I've been lying to myself. For years now. It was my way of putting things behind me. It worked but it was such a temporary fix. Now that everything is out on the table I am moving on and it feels good. I'm stuck in a bad place because of past decisions but in time I'll move on from this. I have faith. I am such a strong believer in fate. This happened for a reason. I may never find out why, but all I can do is work through it. And for the people who stuck by me, thank you; I cherish you. And for the people you left when times were rocky, fuck you; I never needed you to begin with.

This life is so magnificent. There is so much to do and see.

Hopefully I'll meet some amazing people on my journey.

Friday, October 10, 2008

Tee's

I really want a Surf Saudi t-shirt. Brilliant.

Thursday, October 9, 2008

Course Extension

I spoke with Athabasca U this morning and was able to get a course extension on my PSYC205 Portfolio Development class until December 31, 2008. I'm not completely out of trouble though as my course load is quite extensive next semester.

I'm now enrolled in for next semester (November 1-February 28):

PSYC290 General Psychology
PSYC304 Research Methods in Psychology
PSYC315 Psychology and the Mass Media
PSYC379 Social Psychology.

But my stress has now been significantly reduced. I have two major essay's left to write and two final exams and then I can work on my Portfolio Development class.

I should have applied for this course extension a month ago, it would have saved me a lot of pressure and stress.

Awesome. I'm happy.

Wednesday, October 8, 2008

My Artsy Self ;)

Among school, I have been self reflecting. In my earlier years, high school primarily, I used to be extremely open minded. I was so alive, so free, almost careless. I spent my days reading, writing and taking photographs. I was caught up in this huge web of creativity that seemed endless. And then everything stopped as reality hit me. I went to college to study technical theatre. I should have studied photography but thought studying theatre would help achieve a creative balance. It didn't. Now being wrapped up doing my psychology degree, with little time to do anything else, I've been experiencing these little bursts of creativity, and spontaneity... like I used to. I believe it is because I've been sorting myself out, figuring out all of these issues that I've accumulated over the last little while. As I work through each one, it seems easier to see myself as I used to. It will be fantastic to devote myself back to my art like I used to, I cannot wait for this semester to be over.

Monday, October 6, 2008

No Phoenix

I'm not heading to Phoenix anymore.

Things change.

People give up on people because they are weak. I was definitely weak. I did things I'm not proud of and that upsets me. I hate hurting people. And I hate being hurt.

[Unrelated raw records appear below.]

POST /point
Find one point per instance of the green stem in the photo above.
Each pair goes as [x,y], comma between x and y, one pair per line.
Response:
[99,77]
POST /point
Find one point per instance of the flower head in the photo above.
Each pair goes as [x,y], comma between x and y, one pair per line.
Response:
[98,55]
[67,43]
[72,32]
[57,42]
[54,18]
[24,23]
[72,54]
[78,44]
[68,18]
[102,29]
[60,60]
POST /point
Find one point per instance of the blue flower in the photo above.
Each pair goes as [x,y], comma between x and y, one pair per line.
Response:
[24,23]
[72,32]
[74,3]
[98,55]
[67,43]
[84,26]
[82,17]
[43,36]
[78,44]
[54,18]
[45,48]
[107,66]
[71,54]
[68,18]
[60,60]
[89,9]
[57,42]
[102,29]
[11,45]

But maybe that just shows love was never there to begin with. I don't really know. That could be me being rash.

Sunday, October 5, 2008

Marriage is Beautiful

Congratulations on the wedding, Corrina and Jeremy!

I hope you have a happy and prosperous life together.

:)

Saturday, October 4, 2008

Love?

It's just so sad that you can love somebody so much and have absolutely no idea what's going on in their head.

My goodness how true is that statement.

Friday, October 3, 2008

The Work Never Ends

I've been working non stop for days. I'm exhausted. Pushing through though. The end is under 30 days away. With a move in between, I am feeling rather screwed. I don't even have time to pack.

I don't want to write anymore. Too tired.